Maternal high fat diet exposure results in MyD88 dependent alteration in placental and offspring intestinal fatty acid transporters

Introduction: We know that offspring born to parents with obesity are more likely to be obese. We hypothesized that the maternal high fat diet (mHFD) exposure may increase placental and offspring small intestinal transport of fatty acids. We hypothesized both these processes would be dependent on the presence of MyD88. Methods: Wild-type (WT) and MyD88 deficient mice on either 60% mHFD or regular diet (RD) were profiled. The baseline expression of fatty acid transport proteins FATP1 and FATP4, fatty acid binding proteins FABP1, FABP4, and CD36 were profiled by qRT-PCR from placenta after C-section at E20, and offspring small intestine 2-weeks after birth.

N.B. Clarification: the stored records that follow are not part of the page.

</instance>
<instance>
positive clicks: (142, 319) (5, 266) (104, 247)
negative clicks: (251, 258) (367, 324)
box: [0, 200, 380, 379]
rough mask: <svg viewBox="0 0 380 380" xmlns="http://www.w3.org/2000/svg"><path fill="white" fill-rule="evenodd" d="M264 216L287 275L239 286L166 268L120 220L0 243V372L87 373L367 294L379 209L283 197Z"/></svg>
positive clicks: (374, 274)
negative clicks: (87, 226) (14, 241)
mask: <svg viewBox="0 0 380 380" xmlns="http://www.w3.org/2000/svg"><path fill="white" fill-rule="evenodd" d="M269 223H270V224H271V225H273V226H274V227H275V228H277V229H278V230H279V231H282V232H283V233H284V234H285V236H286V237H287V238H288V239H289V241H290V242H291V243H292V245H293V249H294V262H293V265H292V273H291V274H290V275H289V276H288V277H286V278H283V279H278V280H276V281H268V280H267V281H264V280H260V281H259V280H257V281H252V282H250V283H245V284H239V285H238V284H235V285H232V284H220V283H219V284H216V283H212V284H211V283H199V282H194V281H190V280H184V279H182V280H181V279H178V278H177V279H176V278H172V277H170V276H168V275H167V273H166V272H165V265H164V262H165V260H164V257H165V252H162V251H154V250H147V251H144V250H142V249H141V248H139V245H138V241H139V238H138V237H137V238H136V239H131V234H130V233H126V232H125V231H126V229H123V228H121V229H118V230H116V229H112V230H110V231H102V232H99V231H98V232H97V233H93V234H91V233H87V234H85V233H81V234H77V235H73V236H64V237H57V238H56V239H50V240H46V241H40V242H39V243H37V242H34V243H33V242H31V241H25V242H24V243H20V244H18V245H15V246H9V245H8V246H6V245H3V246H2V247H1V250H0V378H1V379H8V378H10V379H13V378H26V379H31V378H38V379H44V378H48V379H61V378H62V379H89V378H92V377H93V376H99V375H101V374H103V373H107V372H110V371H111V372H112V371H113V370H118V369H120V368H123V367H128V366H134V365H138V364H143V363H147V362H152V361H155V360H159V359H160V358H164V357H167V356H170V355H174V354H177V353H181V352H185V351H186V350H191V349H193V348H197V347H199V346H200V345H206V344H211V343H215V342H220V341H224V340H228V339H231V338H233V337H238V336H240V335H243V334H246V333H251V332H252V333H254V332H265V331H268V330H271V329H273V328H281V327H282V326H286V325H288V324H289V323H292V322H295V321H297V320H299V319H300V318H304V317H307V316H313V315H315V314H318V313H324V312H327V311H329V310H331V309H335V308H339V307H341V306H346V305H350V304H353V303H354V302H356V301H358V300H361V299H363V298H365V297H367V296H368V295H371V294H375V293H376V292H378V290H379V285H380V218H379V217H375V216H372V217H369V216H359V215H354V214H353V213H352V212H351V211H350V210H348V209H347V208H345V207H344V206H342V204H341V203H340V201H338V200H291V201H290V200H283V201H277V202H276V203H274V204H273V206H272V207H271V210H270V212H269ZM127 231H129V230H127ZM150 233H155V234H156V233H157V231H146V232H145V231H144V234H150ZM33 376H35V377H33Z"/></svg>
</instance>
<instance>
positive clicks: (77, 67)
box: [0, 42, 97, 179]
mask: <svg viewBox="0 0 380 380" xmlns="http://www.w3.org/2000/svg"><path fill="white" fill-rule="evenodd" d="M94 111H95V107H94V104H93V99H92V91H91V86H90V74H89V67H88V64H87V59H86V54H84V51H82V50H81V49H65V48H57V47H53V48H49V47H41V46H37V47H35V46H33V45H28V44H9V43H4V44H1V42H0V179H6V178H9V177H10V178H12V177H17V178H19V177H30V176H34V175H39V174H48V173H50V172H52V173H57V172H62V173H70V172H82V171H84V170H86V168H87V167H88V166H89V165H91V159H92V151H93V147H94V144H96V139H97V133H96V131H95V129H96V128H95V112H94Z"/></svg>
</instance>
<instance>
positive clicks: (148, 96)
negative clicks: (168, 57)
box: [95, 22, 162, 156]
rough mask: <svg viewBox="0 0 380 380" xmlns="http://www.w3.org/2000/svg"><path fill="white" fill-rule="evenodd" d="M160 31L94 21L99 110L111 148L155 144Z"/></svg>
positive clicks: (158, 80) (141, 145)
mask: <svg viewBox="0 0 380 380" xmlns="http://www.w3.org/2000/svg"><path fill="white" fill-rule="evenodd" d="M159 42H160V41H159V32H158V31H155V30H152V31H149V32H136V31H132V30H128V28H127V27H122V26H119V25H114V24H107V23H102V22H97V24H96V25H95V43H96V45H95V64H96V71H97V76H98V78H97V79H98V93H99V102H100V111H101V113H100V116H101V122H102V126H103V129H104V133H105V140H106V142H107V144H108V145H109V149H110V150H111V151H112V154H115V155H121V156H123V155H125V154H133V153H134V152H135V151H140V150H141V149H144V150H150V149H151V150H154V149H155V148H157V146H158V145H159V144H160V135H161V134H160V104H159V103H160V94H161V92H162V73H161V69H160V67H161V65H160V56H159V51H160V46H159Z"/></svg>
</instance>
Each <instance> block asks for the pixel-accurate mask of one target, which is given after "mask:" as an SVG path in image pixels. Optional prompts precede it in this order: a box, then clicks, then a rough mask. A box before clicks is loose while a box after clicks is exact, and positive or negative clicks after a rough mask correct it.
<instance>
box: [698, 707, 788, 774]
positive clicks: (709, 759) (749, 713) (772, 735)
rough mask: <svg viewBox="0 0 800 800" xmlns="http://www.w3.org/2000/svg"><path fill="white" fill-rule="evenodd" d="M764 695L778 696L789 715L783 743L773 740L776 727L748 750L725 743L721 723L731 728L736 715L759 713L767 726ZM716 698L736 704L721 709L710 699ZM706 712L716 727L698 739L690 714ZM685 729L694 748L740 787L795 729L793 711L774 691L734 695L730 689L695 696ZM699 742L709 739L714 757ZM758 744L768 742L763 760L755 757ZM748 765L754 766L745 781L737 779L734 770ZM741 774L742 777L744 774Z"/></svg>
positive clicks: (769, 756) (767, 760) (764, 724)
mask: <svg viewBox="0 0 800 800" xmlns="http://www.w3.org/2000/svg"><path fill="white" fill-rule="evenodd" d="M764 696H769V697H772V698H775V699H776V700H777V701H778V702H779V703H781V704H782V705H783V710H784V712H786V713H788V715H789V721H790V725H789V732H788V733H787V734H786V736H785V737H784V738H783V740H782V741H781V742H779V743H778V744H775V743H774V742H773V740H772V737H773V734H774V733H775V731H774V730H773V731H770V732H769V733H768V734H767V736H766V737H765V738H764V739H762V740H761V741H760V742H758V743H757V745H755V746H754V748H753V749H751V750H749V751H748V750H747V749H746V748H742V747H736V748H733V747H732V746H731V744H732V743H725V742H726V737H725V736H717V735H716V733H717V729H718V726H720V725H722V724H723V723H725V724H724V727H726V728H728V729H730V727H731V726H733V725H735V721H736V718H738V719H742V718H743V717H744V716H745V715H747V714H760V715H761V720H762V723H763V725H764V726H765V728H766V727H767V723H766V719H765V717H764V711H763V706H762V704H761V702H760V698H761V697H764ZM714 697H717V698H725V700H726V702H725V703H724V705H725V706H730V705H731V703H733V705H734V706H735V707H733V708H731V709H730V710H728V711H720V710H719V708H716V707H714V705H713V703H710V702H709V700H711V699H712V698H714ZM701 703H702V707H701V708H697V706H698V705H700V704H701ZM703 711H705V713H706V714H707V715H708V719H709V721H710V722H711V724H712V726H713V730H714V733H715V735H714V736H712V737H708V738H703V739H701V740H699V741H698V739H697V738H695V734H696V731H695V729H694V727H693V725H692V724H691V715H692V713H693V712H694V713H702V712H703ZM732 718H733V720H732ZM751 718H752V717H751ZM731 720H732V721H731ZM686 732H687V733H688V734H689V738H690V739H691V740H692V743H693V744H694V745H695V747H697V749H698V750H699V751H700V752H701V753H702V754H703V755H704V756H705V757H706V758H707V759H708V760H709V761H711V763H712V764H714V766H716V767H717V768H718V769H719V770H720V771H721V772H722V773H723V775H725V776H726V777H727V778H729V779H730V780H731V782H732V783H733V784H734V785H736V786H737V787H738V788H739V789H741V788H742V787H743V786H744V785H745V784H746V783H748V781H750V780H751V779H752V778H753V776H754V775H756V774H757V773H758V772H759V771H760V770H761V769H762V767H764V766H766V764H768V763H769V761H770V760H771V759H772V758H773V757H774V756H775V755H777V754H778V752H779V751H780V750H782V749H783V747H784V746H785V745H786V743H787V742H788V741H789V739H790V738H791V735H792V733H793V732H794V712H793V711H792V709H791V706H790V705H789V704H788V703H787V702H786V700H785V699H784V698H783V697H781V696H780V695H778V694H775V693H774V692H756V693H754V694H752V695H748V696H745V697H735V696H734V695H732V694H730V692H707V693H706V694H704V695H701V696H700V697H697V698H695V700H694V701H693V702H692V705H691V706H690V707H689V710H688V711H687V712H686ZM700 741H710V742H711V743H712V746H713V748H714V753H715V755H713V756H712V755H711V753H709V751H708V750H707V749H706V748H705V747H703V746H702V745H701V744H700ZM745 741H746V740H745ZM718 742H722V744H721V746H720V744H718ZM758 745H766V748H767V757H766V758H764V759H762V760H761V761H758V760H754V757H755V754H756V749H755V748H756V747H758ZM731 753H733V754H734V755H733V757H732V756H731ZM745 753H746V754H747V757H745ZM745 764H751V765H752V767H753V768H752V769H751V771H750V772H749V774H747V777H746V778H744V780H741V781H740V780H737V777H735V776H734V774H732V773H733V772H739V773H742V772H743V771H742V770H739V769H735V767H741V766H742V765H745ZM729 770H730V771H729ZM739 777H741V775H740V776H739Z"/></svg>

Serum from 0-day old RD and HFD WT mice were collected and analyzed using high-throughput, non-targeted mass spectroscopy based metabolic analysis. Results: In WT mice, we found FATP1 was increased 32-fold and FABP was increased 7-fold in the mHFD placenta. FATP2 was decreased 2-fold and FATP4 was decreased 2.5-fold in the mHFD offspring small intestine. In MyD88 KO mice, we found no difference in any of the above fatty acid transporters. Serum of neonatal pups showed unique clustering of metabolites by PCA analysis in HFD and RD mice, with increased butanoate and propanoate metabolites in mHFD offspring. Conclusion: Fatty acid transport regulators in the placenta and offspring small intestine were modified by exposure mHFD. In both the placenta and small intestine, this outcome was dependent on the presence of MyD88. Fatty acid metabolites were increased in the serum of neonatal pups exposed to mHFD. These findings suggest that mHFD exposure can modulate fetal metabolism and may be an opportunity for future development of therapeutics that target placental and intestinal transporters.